33. The expression “where minor ordinarily resides” used in Section 9 of the Act come up for consideration before the Supreme Court in the case of Ruchi Majoo v. Sanjeev Majoo, (2011) 6 SCC 479 . The Court held the place of ordinary residence of a person depends much on the intention of the person whether he wants to make the place as his ordinary abode. 34. In the case at hand neither the minor nor his parents ever had any intention to make Meerut their place of ordinary residence or abode or that of the child. They were living in Saharanpur and were having their abode at that place but for the aforesaid the unfortunate and tragic incident. 35. Accordingly, Saharanpur was the place where the minor ordinarily resided before his shifting to Meerut under the compelling circumstances. 36. In view of above, the Court below has not committed any error of law or jurisdiction in rejecting the application/objection raised by the revisionist regarding the jurisdiction of the Court. 37. This apart there is another aspect of the matter. The High Court in exercise of powers under Section 24 C.P.C. is competent to shift a case from one Court of the district to a Court of competent jurisdiction in another district.
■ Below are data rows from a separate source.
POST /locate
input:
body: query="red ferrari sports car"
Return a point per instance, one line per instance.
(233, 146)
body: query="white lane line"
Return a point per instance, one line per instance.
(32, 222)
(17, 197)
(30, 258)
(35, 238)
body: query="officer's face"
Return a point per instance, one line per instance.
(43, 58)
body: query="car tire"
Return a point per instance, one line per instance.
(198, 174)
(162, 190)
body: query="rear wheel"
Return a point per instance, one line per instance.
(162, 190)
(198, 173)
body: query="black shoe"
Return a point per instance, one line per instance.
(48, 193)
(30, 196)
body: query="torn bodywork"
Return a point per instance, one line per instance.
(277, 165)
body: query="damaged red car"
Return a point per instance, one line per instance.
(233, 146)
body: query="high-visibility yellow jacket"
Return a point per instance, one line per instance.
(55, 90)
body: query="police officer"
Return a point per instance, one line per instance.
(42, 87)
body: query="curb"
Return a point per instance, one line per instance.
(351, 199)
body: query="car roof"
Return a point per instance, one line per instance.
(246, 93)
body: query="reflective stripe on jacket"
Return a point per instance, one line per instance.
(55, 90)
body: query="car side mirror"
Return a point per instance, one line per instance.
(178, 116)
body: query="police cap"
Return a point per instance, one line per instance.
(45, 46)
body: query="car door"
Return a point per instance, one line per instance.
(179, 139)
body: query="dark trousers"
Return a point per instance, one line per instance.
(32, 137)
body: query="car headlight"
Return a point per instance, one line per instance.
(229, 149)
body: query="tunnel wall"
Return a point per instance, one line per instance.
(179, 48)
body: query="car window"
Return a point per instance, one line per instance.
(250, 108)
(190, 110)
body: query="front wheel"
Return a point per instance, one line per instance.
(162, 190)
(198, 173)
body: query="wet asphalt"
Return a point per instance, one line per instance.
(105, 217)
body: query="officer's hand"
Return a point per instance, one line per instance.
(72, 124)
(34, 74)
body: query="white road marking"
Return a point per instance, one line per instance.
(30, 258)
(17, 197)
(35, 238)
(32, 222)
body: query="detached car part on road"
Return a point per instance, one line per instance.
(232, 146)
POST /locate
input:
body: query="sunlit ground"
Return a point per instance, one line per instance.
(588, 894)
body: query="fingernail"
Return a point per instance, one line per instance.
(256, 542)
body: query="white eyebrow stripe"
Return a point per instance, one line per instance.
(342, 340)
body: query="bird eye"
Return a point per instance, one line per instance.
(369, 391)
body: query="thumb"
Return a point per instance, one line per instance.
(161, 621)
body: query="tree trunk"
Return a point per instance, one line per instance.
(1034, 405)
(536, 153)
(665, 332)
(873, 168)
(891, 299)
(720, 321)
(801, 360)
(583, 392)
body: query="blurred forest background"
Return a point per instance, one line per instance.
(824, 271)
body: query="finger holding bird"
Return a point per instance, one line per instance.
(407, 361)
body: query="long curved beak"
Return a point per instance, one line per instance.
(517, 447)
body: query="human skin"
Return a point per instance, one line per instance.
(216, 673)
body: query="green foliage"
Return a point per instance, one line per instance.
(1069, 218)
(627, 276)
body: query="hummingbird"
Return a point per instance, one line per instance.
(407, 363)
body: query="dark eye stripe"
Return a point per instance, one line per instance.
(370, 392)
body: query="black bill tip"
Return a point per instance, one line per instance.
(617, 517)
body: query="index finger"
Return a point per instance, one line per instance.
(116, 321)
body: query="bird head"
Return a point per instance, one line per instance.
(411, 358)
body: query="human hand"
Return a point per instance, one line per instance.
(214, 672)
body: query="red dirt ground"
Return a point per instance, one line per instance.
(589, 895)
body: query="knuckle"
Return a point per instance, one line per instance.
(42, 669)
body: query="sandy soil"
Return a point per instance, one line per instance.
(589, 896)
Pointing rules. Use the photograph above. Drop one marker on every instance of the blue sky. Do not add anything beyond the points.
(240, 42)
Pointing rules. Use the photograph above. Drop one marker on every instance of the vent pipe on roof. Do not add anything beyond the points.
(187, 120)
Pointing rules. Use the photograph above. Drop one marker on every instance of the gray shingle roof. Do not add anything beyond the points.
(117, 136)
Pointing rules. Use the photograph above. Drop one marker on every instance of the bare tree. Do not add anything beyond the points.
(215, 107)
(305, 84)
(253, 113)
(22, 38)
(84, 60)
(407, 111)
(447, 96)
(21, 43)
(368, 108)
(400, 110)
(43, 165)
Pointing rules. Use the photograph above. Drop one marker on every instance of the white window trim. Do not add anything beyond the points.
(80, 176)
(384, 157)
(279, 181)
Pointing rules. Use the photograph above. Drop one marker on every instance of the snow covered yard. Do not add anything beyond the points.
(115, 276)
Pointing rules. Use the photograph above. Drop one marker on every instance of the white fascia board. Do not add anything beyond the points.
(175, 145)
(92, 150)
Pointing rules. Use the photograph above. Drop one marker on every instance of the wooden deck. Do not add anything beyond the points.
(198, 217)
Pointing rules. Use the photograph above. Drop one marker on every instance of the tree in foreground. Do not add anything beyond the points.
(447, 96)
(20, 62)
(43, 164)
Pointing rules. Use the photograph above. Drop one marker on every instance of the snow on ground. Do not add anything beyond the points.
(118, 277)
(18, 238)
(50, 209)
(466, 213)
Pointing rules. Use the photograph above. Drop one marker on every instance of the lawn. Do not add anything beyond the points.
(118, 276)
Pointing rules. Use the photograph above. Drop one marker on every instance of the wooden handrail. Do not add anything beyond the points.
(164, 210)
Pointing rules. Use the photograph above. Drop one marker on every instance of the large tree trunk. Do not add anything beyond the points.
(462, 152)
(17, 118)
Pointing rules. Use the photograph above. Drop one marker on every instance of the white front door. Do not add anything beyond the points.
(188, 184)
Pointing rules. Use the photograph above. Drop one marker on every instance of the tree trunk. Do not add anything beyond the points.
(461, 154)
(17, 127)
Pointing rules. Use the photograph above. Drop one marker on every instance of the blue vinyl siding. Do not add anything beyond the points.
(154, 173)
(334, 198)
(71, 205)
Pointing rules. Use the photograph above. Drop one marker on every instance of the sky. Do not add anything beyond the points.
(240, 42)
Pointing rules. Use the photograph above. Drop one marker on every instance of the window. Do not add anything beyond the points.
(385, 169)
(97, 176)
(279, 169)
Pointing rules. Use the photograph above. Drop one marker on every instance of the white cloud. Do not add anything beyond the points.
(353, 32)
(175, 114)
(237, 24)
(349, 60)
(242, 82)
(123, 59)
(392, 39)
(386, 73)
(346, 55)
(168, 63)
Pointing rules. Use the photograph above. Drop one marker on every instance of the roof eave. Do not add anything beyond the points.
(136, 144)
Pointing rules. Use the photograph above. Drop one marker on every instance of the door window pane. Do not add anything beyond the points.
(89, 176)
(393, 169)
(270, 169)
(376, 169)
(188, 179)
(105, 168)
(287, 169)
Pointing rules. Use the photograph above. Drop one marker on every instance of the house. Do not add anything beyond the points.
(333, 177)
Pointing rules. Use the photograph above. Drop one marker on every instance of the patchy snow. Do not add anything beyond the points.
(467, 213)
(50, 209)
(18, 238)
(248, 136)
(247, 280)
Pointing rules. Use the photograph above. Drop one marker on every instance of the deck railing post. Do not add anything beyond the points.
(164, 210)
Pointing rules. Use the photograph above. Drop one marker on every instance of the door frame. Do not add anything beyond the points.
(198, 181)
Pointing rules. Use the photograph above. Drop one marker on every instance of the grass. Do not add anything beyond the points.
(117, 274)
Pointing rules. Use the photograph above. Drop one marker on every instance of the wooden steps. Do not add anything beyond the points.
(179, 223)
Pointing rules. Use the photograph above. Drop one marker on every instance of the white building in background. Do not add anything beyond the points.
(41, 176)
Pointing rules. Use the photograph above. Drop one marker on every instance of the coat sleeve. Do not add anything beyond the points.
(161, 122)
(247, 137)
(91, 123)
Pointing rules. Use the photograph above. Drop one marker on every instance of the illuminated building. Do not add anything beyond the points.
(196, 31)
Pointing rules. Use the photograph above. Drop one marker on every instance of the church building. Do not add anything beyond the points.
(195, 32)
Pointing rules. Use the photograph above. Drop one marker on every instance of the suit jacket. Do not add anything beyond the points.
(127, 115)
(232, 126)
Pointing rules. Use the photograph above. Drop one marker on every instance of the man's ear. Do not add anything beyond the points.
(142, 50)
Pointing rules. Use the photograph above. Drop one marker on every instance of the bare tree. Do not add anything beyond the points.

Therefore, even if the aforesaid case for any reason does not lie at Saharanpur or is treated to be within the jurisdiction of Meerut, it would stand transferred to Saharanpur to facilitate its decision where the maternal grand-father of the minor had chosen to file the application under Sections 7 and 8 of the Guardians and Wards Act, 1890 as any shifting of the case from Saharanpur to Meerut would not only cause inconvenience and delay but would also give rise to apprehension to the applicants that they will not get justice at Meerut where the contesting opposite parties are residing. 38. In view of the aforesaid facts and circumstances, I find no reason to disturb order impugned passed by the Court below and dismisses the revision with no order as to costs.